Here's another link with lots of info http://www.apivar.co.nz/FAQs.htm


----------



## mgolden (Oct 26, 2011)

Amitraz is the chemical ingredient in Apivar, so action on the mites is the same.


----------



## frazzledfozzle (May 26, 2010)

mgolden said:


> Amitraz is the chemical ingredient in Apivar, so action on the mites is the same.


I realise that Mgolden thats why I mentioned that the mite dies from starvation due to paralysis rather than being killed on the bee and falling off as was alluded too in one of the posts


----------



## Ian (Jan 16, 2003)

good results from here, got to make sure the strips are in complete contact with the hive cluster at all times. Also you have to keep the strips in the hive for the full treatment period .


----------



## Oldtimer (Jul 4, 2010)

Amitraz is a chemical class of it's own, and is used as a miticide, not just for varroa but it's also used in animal drenches to rid sheep, cattle, etc of mites and ticks.

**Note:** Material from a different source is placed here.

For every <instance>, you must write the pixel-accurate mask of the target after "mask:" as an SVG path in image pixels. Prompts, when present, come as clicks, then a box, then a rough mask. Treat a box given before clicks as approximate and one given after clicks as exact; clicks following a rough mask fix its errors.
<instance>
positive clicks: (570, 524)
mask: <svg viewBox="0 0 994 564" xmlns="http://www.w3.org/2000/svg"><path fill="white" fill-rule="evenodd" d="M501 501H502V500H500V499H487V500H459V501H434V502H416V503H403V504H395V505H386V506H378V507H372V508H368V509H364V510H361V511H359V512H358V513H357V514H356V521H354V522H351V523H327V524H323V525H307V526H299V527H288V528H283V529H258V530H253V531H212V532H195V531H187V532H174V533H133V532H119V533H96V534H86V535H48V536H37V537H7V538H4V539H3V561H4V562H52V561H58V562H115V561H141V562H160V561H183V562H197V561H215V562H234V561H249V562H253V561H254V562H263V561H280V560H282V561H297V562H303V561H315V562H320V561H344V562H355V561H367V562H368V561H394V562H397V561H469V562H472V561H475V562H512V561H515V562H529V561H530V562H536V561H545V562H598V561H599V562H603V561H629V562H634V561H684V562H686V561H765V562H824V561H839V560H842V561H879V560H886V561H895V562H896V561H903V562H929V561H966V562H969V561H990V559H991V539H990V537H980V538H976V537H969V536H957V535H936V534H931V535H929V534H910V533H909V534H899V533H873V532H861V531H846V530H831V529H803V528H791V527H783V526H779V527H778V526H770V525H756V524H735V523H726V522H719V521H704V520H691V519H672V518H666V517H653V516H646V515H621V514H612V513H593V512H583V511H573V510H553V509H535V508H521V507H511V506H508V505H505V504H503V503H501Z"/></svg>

As per Frazz it causes paralysis of the mite. If you examine a testing board a day a fter an apistan treatment (assuming the mites are not immune), the mites on it are dead. But a day after an apivar treatment, many of the mites can be seen to be alive and kicking, but have been paralysed enough to cause them to drop off the bees & they perish within a few days.

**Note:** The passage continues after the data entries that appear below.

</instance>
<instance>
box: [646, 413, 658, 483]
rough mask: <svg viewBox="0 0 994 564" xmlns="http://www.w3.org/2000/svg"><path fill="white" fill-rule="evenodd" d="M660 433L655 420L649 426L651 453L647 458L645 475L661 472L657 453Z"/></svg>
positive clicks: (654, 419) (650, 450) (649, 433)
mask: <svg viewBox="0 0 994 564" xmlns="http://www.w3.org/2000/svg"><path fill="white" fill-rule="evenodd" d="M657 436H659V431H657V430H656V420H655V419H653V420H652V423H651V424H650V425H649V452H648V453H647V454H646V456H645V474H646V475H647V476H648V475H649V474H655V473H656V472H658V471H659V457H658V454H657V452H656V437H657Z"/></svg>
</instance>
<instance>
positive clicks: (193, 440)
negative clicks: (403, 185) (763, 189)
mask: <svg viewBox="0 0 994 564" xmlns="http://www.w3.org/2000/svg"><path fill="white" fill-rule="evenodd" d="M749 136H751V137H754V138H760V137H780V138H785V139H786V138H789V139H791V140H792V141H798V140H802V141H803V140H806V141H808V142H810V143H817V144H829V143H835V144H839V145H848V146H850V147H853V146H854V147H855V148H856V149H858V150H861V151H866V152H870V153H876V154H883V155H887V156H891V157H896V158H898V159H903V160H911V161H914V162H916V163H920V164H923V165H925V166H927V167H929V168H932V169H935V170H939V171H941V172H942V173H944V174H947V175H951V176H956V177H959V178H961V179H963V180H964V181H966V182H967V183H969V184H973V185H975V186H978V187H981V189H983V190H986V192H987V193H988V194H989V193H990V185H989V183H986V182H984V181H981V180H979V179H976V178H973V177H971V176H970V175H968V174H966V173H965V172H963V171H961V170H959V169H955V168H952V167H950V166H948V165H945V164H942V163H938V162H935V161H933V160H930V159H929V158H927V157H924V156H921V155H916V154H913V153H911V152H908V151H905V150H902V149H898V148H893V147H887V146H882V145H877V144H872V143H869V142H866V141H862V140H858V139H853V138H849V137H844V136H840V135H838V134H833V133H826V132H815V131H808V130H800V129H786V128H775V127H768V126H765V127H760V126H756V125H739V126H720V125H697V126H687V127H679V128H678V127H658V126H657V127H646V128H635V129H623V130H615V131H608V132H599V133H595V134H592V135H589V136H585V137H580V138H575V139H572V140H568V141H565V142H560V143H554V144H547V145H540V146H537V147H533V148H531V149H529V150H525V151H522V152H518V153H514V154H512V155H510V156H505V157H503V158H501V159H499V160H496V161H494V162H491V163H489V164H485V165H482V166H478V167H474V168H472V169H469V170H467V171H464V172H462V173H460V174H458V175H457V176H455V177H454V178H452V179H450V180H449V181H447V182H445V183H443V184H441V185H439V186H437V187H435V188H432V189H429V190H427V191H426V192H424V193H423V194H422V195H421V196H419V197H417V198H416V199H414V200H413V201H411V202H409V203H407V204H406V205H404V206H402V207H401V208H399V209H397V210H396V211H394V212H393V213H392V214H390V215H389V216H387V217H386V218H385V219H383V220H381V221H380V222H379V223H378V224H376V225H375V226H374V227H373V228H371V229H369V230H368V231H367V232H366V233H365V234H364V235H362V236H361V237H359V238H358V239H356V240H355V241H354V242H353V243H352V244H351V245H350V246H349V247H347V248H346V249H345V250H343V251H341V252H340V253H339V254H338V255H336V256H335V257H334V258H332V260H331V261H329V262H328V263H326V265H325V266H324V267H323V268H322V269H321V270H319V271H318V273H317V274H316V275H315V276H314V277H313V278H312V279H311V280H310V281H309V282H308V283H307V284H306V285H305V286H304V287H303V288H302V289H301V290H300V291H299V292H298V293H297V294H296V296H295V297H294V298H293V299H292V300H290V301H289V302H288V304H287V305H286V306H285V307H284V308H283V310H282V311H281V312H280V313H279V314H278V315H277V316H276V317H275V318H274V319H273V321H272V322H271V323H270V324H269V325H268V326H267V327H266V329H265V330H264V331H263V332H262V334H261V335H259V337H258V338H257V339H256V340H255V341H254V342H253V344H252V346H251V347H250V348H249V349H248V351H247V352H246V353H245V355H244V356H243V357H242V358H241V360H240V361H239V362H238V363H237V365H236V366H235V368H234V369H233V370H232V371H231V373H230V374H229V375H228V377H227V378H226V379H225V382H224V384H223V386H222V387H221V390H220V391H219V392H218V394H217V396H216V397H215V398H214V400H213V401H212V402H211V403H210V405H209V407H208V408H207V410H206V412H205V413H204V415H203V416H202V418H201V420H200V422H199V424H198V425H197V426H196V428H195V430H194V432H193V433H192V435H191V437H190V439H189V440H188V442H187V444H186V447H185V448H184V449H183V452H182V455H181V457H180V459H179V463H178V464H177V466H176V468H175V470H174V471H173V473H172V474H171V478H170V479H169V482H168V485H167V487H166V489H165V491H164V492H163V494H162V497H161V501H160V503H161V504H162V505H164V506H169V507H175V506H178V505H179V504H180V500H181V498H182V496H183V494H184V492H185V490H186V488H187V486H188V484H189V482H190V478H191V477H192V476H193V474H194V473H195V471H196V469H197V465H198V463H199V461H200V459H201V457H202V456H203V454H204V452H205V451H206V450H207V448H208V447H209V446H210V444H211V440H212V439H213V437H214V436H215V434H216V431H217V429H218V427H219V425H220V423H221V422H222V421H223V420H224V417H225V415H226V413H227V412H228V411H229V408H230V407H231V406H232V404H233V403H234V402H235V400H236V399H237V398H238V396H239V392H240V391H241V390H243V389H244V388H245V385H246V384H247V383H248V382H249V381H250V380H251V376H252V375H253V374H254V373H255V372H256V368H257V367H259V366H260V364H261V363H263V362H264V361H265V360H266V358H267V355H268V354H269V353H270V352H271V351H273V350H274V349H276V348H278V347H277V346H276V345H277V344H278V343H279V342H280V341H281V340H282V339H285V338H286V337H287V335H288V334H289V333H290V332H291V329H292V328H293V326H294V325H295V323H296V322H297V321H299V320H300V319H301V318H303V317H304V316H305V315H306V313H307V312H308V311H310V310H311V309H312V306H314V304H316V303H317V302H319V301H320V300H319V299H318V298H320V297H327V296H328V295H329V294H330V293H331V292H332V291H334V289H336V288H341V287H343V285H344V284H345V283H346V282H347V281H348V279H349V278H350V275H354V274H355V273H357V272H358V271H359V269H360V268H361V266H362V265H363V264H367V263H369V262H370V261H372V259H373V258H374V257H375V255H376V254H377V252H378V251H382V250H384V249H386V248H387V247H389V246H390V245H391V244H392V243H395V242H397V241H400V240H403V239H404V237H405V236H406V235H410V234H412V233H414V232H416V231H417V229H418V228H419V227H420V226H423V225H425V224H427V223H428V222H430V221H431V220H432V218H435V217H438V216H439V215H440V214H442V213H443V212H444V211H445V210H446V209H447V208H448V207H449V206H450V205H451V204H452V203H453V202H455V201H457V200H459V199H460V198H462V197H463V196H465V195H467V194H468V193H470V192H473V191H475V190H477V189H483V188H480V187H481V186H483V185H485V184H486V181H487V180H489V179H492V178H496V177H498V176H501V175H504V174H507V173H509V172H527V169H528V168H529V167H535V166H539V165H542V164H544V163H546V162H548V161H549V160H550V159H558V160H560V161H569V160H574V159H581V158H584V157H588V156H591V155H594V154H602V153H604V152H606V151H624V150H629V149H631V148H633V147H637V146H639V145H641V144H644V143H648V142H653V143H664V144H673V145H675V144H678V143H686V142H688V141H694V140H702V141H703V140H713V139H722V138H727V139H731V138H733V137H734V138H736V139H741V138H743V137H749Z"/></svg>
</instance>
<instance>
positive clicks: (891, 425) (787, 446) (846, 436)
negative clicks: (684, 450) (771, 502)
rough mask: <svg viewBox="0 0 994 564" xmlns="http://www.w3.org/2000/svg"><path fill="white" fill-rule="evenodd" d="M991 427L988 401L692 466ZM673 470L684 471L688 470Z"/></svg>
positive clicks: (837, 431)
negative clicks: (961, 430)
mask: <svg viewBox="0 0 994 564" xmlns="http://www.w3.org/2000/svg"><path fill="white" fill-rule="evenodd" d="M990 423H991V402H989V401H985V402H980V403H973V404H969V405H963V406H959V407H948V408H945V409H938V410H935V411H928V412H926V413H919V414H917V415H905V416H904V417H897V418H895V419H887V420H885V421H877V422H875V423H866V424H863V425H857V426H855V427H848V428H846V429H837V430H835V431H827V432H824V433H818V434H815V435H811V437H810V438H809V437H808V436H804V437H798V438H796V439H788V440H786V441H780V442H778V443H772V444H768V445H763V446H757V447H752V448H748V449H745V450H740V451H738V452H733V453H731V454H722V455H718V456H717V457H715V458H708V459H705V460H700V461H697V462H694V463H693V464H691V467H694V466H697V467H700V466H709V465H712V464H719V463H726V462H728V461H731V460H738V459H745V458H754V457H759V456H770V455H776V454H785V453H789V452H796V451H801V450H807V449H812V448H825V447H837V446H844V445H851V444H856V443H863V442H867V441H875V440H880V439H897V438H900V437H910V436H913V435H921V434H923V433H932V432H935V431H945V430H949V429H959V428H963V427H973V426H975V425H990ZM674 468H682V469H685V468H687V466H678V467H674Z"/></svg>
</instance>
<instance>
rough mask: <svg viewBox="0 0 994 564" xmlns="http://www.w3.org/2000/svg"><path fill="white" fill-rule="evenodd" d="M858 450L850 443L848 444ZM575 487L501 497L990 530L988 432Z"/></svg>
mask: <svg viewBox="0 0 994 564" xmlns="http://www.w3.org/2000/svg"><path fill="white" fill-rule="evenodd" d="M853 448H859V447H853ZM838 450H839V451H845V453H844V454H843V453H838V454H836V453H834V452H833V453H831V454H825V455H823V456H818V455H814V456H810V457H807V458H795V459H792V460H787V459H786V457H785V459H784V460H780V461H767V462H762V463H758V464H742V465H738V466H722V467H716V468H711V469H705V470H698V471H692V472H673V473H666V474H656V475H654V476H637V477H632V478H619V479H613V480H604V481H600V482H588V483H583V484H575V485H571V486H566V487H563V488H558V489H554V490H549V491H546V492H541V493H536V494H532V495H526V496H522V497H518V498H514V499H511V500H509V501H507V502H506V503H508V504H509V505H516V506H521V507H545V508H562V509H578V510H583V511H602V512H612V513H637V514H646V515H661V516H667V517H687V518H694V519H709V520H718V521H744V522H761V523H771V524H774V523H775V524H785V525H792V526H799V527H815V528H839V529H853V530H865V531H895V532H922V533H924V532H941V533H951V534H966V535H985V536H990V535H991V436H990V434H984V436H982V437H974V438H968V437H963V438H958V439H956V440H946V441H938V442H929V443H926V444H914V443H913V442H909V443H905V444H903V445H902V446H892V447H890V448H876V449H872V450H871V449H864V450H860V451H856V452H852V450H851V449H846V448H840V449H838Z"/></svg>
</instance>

My own experience with Apivar is it is slow to kill the mites, you don't get them all the first, or even second brood cycle, it is nessecary to leave the strips in (for me) for 10 weeks to reduce mite load to close to zero. This of course brings up questions about immunity, but strangely, little mite resistance to apivar (amitraz) has been reported. Where it has occurred, is believed to be due to non label applications of amitraz dosed from cattle drench and wrongly applied.


----------



## chillardbee (May 26, 2005)

I used apivar last year from beginning of june to mid july (I wasn't producing honey last year because I was building up from the last years devestating losses). The bees were in good shape before treatment but I just wanted to eliminate the mite equation. I went into winter with 40 hives and only lost 2 hives. the rest of the hives are in really good shape and are brooding amazingly for this time of year where i'm located, I'm finally going to have a good year. 

It seems to me that apivar is doing like what apistan did for us back in the 90's and if that is the case, it will sure be good to get back to some kind of normality.

There may also be other factors to my high survival rate too though. I am going back to honey production and out of pollination which I think will make a big difference on the state of the hives at the end of the season.


----------